Lebih lanjut, Imam menjelaskan bahwa, ke depan pihaknya akan terus membuka ruang kerja sama yang lebih luas, termasuk pengembangan pertanian organik, optimalisasi lahan tidur, dan penguatan cadangan pangan lokal sebagai antisipasi kondisi darurat.
Dalam pertemuan tersebut, juga dibahas rencana implementasi pelatihan pertanian berbasis teknologi modern, pendampingan distribusi pupuk secara efisien, hingga sistem pengawasan hama dan penyakit tanaman yang melibatkan peran Babinsa di lapangan.

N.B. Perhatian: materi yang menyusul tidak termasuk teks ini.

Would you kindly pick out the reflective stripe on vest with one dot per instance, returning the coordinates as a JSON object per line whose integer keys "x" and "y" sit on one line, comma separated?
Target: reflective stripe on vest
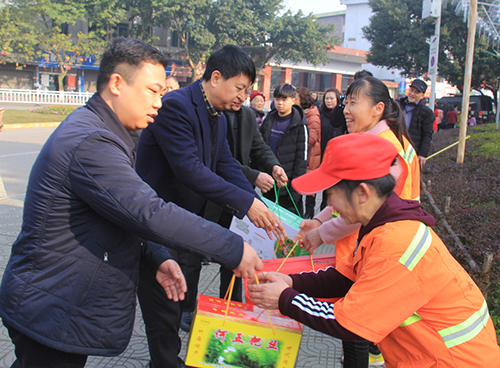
{"x": 409, "y": 155}
{"x": 410, "y": 320}
{"x": 466, "y": 330}
{"x": 417, "y": 247}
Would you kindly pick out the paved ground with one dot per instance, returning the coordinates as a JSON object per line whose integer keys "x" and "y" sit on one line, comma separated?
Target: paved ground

Kunjungan kerja ini tidak hanya memperkuat sinergitas, namun juga menjadi simbol kolaborasi nyata antara TNI dan pemerintah daerah dalam mendukung kebijakan strategis nasional dari akar rumput. Dalam konteks Trenggalek, peran Kodim 0806 semakin terasa tidak hanya sebagai penjaga keamanan, tetapi juga sebagai motor penggerak kesejahteraan rakyat melalui penguatan sektor pangan.